Inspiration - Thyroid disorders often go undetected due to vague symptoms and lack of early screening. Inspired by the growing potential of AI in healthcare, we aimed to create a tool that can predict thyroid conditions using patient data—helping users take early action before symptoms worsen.
What it does - The system predicts whether a person is likely to have a thyroid disorder (e.g., hypothyroidism or hyperthyroidism) based on input parameters like symptoms, blood test results, age, gender, and more. It provides a risk percentage and suggests next medical steps.
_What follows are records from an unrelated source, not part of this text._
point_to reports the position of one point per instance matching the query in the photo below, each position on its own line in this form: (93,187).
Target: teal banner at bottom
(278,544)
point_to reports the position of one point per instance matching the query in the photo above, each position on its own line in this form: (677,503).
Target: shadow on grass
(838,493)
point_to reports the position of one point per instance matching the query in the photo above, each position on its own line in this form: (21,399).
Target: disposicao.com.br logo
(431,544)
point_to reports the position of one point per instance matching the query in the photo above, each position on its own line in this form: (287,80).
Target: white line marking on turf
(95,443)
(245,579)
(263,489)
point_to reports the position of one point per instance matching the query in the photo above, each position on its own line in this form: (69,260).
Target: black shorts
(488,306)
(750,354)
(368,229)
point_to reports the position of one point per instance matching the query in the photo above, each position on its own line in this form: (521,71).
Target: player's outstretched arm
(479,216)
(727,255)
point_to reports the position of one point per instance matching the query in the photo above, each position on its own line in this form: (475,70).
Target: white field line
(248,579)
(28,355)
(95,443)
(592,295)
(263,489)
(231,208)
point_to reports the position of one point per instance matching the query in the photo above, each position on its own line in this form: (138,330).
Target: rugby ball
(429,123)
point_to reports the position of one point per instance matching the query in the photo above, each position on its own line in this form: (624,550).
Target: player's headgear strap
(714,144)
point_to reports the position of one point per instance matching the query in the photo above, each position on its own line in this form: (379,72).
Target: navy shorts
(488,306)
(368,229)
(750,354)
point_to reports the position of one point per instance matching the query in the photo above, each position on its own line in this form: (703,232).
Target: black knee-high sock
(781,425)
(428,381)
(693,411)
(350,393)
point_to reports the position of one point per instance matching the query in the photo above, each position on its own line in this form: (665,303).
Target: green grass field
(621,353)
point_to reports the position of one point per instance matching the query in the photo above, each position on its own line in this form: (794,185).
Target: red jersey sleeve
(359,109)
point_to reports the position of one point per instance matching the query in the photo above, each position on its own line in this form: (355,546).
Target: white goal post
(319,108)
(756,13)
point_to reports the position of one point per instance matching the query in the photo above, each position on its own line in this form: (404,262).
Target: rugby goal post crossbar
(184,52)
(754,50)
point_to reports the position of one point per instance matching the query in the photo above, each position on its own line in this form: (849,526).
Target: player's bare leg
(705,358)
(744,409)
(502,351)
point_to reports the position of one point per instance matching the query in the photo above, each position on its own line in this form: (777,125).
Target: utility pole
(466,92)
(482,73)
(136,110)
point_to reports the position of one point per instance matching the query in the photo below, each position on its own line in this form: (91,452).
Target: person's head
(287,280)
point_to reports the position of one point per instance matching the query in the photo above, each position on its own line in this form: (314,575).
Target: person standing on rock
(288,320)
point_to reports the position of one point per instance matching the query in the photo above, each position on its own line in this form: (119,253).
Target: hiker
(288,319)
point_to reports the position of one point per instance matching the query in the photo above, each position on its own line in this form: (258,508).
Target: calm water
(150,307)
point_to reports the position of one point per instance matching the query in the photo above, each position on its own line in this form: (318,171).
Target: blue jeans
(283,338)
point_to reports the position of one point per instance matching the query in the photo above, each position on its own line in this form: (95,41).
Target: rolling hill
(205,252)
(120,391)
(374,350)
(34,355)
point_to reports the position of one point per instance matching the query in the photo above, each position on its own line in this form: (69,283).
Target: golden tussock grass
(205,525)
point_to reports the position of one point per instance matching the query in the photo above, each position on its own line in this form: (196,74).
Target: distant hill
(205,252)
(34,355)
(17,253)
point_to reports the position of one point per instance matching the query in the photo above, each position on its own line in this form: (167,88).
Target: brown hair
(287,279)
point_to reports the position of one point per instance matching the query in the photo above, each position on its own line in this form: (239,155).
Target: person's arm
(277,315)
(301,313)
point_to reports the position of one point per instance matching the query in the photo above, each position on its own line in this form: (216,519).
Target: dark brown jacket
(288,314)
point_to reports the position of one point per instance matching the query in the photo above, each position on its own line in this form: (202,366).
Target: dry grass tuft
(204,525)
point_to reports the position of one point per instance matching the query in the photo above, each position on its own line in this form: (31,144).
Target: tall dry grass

How we built it - We used a machine learning model (e.g., logistic regression, random forest, or neural network) trained on a labeled thyroid dataset. The platform is built using Python with libraries like Pandas, scikit-learn . typescript,html,css and java script
Challenges we ran into - Finding a clean and balanced dataset for thyroid prediction.
Handling missing or inconsistent data in medical records. Ensuring the model doesn't overfit due to class imbalance. Building an intuitive interface for non-technical users.
Accomplishments that we're proud of - Achieved over 90% accuracy on the test set.
Developed a user-friendly and responsive prediction interface. Made the system accessible for non-medical users to raise awareness. Successfully applied ML to a real-world healthcare issue.
What we learned - How to handle imbalanced medical datasets.
The importance of feature selection and model evaluation metrics in healthcare.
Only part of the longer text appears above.